It’s unlikely that when arriving in Alexandria, Virginia, in the 1740s from the bucolic, boisterous port of Whitehaven, England, John Carlyle would have been mulling over the “truth universally acknowledged” that opens Jane Austen’s Pride and Prejudice. (After all, Austen penned the masterpiece about a half century later.) But the local Virginia gentry knew the sentiment that a “single man in possession of a good fortune, must be in want of a wife.” The fact that the young and ambitious merchant’s representative, who was expert in the mercantile world of transatlantic trade, married the well-off Sarah Fairfax adds an American twist to the English novelist’s matrimonial formula.
The mansion that John and Sarah Carlyle moved into in 1753 was one of only a few stone structures in the port city at the time and is the only one remaining today from the era. Its Aquia sandstone façade, with its distinctive quoins, or cornerstones, and hipped roof that features handsome matching chimneys are these days an Old Town, Alexandria, landmark, but for over a century it was all hidden from view. In 1970, the Northern Virginia Regional Park Authority began a six-year renovation that included tearing down a Civil War–era hotel that fronted Fairfax Street and occupied Carlyle House’s front yard. Skirmishes over which to save eventually saw Carlyle House win out, and its renovation was completed about the time of the bicentennial celebration.
Through NEH-supported interpretation, visitors learn that the home took much longer than expected to build. A wall even collapsed before it was completed. The house carried with it, however, a message: The Georgian dwelling was in line with tastes among Virginia gentry, placing Carlyle squarely among the colonial elite. When General Edward Braddock convened the Governors’ Council at the house in 1755 to plan strategy and raise funds for the French and Indian War, the British officer was such a boorish, overbearing guest, and the governors were so uninspired by the thought of financing the king’s military actions that the earliest American resistance to the Crown can be traced directly to John and Sarah’s front parlor, where the meeting took place.
That lovely parlor is furnished with eighteenth-century pieces and equipped with a reproduction of a 1765 English Bentside spinet. Records show that John Carlyle purchased a verdigris wallpaper for the rest of the house in a nearby shop and returned for more. The parlor itself is done in a dazzling verditer similar to that found at George Washington’s Mount Vernon. The restoration is expert throughout, showing, in some cases, how colonials preferred mixing combinations of borders, papers, and printed textiles in ways that very much run counter to modern taste. Of particular interest is the Palladian-style window facing east and affording, in the Carlyles’ day but no longer, a view of the Potomac River (today it overlooks an English-style garden).
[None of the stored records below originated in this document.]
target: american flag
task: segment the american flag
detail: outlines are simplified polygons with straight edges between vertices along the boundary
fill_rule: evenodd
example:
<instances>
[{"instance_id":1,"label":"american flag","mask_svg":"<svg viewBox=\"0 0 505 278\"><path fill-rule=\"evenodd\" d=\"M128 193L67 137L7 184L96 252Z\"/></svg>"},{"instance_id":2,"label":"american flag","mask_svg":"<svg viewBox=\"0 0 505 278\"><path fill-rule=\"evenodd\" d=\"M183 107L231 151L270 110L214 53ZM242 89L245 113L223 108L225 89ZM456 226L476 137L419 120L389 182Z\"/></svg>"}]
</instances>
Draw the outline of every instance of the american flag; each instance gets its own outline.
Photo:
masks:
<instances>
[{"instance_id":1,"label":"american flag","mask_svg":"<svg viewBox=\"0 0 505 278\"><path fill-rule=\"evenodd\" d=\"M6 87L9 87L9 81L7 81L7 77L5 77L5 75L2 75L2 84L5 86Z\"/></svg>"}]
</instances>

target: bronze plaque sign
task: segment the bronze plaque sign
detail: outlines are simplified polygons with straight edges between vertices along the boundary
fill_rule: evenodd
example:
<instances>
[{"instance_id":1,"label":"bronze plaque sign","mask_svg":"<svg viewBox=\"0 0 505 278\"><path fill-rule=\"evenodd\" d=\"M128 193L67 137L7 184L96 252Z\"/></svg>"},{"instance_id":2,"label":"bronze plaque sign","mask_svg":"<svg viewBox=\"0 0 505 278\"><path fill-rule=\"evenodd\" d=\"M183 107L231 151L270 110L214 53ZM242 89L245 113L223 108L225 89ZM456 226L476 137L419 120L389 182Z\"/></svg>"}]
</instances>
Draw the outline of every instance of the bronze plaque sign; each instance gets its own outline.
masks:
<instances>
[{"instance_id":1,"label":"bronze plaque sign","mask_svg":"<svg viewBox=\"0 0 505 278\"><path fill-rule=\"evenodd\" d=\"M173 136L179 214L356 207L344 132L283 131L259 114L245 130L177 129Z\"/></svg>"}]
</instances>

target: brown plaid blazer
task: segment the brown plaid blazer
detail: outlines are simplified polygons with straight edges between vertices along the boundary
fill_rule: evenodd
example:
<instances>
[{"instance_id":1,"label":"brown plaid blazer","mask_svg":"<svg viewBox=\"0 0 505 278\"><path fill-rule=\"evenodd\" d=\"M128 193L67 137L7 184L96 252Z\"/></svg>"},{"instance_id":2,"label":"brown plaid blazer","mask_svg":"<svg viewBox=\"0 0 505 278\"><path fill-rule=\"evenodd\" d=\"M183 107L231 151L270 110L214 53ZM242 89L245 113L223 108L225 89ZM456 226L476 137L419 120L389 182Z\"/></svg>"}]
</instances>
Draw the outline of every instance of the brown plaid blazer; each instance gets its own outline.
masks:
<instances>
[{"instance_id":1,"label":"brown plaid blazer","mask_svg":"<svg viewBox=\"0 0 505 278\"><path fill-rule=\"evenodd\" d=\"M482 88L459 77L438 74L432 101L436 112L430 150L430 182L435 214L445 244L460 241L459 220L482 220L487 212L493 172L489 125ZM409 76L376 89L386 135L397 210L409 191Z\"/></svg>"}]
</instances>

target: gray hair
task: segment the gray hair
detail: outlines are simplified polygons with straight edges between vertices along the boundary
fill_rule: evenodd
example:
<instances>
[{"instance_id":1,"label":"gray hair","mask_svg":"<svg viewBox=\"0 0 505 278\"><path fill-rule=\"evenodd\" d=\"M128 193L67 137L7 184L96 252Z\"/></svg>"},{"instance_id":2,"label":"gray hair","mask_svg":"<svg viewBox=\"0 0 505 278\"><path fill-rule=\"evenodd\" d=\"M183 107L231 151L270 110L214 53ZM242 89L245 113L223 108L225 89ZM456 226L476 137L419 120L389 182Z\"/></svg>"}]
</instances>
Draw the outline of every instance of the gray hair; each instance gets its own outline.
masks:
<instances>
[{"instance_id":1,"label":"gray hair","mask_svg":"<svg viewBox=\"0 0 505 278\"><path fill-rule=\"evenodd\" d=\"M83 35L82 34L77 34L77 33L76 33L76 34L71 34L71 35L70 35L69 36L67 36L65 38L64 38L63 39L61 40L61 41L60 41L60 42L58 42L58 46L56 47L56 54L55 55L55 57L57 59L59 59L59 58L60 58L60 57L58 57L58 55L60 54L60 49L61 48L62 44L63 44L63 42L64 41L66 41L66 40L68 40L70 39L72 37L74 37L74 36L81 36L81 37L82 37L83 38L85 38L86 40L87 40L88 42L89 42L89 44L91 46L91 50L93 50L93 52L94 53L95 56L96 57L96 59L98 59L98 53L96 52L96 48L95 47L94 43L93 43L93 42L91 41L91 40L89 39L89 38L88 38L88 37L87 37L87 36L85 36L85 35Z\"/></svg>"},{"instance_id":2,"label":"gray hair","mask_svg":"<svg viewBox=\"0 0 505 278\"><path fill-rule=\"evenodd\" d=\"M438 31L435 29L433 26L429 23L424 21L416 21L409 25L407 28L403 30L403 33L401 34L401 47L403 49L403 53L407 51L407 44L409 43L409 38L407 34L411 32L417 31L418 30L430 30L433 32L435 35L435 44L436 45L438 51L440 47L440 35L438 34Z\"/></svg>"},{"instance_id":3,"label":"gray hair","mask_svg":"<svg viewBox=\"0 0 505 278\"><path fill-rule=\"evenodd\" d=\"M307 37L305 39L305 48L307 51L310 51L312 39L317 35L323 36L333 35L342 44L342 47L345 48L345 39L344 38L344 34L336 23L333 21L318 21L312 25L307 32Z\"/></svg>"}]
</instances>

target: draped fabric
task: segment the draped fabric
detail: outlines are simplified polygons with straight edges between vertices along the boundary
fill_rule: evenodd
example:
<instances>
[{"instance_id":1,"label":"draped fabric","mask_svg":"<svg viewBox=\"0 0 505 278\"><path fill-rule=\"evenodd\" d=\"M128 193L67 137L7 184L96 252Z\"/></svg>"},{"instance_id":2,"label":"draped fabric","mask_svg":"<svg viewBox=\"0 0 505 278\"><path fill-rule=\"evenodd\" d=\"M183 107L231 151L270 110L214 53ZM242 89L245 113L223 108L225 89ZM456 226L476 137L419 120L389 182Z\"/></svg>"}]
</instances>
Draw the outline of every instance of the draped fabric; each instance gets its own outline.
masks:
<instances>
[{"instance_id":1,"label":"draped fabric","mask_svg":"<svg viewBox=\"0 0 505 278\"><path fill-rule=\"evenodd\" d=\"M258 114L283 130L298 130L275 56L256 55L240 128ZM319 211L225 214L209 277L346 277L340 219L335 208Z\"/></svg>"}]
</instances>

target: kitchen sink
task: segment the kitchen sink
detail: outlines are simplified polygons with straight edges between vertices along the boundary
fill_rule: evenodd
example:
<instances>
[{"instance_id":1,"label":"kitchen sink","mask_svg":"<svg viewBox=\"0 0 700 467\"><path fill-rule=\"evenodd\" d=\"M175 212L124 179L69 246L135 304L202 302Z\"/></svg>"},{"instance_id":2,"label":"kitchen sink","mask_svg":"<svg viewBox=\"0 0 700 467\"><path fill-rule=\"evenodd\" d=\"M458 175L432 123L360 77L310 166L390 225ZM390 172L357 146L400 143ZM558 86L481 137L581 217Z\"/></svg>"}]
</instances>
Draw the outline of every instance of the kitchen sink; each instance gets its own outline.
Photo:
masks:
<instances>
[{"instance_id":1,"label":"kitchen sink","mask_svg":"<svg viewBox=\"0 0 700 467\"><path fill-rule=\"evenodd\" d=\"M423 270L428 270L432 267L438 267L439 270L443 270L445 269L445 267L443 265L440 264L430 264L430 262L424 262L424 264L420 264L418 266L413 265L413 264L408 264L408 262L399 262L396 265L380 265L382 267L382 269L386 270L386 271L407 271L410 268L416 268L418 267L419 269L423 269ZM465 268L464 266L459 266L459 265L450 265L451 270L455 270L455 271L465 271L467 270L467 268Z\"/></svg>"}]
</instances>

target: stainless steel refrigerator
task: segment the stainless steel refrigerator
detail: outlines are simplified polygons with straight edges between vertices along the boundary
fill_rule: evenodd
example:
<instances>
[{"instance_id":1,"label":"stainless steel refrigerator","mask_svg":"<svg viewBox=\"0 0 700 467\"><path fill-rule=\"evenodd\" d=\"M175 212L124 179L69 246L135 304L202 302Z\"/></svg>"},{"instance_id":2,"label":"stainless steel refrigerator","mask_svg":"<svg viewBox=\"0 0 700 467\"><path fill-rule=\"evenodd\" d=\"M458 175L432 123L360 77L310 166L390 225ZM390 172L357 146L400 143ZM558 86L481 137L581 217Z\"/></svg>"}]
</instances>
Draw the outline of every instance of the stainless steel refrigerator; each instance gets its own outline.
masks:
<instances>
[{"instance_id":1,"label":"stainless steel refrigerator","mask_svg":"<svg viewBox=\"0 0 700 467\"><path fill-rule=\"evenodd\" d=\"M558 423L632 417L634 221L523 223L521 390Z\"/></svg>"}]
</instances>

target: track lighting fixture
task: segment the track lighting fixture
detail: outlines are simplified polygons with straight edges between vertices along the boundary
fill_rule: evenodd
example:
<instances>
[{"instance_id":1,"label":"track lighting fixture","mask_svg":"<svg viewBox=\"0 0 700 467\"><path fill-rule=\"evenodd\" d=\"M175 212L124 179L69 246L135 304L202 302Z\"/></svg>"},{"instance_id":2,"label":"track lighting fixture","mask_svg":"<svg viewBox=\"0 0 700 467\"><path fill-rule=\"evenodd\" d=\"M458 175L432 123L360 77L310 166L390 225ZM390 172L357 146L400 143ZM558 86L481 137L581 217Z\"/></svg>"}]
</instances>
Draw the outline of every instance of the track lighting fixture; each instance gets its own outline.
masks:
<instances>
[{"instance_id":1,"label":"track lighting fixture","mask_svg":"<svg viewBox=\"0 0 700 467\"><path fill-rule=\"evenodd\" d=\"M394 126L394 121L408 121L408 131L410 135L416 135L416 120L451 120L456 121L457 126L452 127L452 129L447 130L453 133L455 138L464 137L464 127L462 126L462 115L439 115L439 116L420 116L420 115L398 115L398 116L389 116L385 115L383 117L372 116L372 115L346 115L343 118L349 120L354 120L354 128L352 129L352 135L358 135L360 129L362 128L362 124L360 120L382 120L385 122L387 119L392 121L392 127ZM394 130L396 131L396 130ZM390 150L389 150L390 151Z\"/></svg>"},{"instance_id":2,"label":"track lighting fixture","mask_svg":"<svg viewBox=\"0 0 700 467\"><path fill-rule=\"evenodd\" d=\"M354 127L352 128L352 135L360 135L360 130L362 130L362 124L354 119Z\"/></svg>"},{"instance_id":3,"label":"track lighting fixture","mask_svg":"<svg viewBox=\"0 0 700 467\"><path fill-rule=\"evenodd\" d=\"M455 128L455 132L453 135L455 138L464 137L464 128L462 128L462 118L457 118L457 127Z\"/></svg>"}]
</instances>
One of the Carlyles’ daughters took spinet lessons at Mount Vernon, and it’s in poignant memory of her and her talents (and the somewhat arduous journey all the way to George Washington’s mansion a good piece downriver) that the parlor features the delicate instrument. One of the rooms upstairs has been left only partially restored, revealing through cutaways in floor and ceiling the painstaking procedures involved in such historical undertakings. Another room is furnished as it possibly would have been, when one of the Carlyles’ sons (who died in 1781 at the Battle of Eutaw Springs) was a young man, with many of his possessions positioned as if they had only lately been touched by his hand.